When a husband withdraws angrily or smolderingly, the rate of divorce increases by about a quarter over time. When a wife acts out that way, the danger ticks up as well, though only the equivalent of 3%, which is not statistically significant in this study. On the other hand, a quiet withdrawal, perhaps to collect your thoughts or avoid losing your temper, can lower the rate of divorce—though here too Birditt cannot say the numbers cross the statistical significance threshold. What’s clear from that less than clear data is that a tactical and temporary withdrawal  does not appear to increase the divorce rate.
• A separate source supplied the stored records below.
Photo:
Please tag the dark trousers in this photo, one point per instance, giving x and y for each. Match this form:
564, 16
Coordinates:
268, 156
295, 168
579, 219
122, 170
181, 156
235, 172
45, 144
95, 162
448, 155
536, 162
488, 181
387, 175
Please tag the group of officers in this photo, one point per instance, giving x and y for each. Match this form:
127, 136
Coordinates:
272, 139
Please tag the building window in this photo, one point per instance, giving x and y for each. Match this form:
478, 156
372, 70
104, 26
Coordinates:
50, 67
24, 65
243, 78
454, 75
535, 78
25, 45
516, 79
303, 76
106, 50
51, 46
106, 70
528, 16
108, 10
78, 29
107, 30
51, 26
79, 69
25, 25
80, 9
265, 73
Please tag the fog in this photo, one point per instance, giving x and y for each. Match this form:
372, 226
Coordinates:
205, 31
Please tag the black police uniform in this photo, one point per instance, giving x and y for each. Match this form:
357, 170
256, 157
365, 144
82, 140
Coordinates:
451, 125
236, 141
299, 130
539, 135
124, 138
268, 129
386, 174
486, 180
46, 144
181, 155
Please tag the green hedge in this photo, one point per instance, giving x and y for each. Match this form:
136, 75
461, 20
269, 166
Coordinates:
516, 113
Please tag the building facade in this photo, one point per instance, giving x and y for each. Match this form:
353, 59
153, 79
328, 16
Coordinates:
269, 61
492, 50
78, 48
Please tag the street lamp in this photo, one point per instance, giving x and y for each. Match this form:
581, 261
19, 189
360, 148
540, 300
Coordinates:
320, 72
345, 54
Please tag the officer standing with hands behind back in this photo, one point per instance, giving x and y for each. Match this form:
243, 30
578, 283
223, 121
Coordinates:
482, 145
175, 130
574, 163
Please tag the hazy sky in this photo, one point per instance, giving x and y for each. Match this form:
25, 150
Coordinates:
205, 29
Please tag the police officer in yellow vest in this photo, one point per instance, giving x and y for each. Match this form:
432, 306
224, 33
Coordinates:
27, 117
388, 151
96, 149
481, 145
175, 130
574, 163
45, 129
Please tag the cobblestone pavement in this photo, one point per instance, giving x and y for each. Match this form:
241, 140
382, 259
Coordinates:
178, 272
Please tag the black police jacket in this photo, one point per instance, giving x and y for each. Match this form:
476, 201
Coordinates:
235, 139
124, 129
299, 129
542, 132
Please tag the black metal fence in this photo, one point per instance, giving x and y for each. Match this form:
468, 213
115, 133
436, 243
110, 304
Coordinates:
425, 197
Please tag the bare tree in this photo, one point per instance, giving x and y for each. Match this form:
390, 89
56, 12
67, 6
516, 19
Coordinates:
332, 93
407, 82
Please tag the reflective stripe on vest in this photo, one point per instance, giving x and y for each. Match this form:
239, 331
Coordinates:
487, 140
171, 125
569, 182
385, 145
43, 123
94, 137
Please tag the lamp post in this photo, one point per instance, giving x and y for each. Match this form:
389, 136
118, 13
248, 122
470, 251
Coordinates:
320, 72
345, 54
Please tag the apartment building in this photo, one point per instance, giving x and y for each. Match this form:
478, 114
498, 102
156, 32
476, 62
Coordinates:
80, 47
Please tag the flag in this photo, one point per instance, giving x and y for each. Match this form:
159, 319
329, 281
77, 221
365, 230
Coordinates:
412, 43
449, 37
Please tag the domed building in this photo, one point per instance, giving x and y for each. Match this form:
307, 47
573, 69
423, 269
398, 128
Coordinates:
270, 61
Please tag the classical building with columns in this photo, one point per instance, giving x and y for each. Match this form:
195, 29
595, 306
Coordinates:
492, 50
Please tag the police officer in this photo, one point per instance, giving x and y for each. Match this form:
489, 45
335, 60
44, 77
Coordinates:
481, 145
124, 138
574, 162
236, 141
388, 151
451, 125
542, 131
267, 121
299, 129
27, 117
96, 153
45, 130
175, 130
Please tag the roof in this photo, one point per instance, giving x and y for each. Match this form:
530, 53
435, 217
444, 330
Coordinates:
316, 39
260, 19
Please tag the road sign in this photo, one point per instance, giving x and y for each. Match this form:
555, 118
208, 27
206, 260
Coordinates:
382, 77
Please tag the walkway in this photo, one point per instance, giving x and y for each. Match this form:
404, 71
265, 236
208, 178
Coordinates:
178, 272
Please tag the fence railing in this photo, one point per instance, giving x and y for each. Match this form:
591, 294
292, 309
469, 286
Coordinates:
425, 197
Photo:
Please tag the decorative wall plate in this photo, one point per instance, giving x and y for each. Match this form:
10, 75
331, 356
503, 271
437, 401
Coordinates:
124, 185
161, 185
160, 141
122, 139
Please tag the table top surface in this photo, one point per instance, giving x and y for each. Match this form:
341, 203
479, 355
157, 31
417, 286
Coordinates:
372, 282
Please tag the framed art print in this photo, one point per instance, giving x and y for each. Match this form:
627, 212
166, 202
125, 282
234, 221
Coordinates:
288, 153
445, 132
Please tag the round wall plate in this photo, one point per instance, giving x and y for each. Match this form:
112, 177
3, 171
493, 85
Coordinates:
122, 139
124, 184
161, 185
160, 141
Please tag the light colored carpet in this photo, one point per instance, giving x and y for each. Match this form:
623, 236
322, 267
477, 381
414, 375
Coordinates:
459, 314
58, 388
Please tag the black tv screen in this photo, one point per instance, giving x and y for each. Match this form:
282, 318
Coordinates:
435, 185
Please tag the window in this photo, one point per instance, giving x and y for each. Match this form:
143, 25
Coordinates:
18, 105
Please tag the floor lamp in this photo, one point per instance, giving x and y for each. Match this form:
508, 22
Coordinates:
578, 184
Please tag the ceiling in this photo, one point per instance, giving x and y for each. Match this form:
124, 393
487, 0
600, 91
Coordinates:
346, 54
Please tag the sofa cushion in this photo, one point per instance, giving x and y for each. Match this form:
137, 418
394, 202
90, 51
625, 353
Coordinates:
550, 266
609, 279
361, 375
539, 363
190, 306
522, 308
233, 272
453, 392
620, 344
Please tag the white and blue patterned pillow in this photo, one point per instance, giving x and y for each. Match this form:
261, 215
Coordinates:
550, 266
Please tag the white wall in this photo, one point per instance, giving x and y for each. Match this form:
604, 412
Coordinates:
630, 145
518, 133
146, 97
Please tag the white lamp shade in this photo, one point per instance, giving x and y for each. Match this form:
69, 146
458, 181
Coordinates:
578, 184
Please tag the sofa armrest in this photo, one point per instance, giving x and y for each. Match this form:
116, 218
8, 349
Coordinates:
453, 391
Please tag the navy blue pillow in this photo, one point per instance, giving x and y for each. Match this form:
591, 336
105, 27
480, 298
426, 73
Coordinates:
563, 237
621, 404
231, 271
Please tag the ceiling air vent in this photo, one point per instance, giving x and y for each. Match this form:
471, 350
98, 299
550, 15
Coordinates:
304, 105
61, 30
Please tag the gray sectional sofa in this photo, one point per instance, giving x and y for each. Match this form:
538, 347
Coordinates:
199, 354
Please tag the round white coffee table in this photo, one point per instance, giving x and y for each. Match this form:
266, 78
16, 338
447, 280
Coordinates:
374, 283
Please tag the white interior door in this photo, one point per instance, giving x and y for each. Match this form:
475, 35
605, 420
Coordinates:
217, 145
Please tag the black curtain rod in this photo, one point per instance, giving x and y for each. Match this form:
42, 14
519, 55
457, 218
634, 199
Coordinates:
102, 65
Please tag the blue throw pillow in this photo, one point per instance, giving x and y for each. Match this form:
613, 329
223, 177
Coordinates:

“We do see predictable behavior,” says Birditt. “That’s what’s exciting about this study.”

Statistical certainty, of course, goes only so far, as Birditt herself admits. The less fathomable something is to us—and there’s nothing quite as mystifying as marriage—the more comfort we take when we can reduce it to crunchable numbers. But wedlock can’t be weighed; a house and home can’t be distilled to data. The best you can sometimes do is learn to take a breath, count to ten and simply accept that try as you might, no, your husband will never, ever learn not to drop a wet towel on the bed. That acceptance too counts as resolving a fight.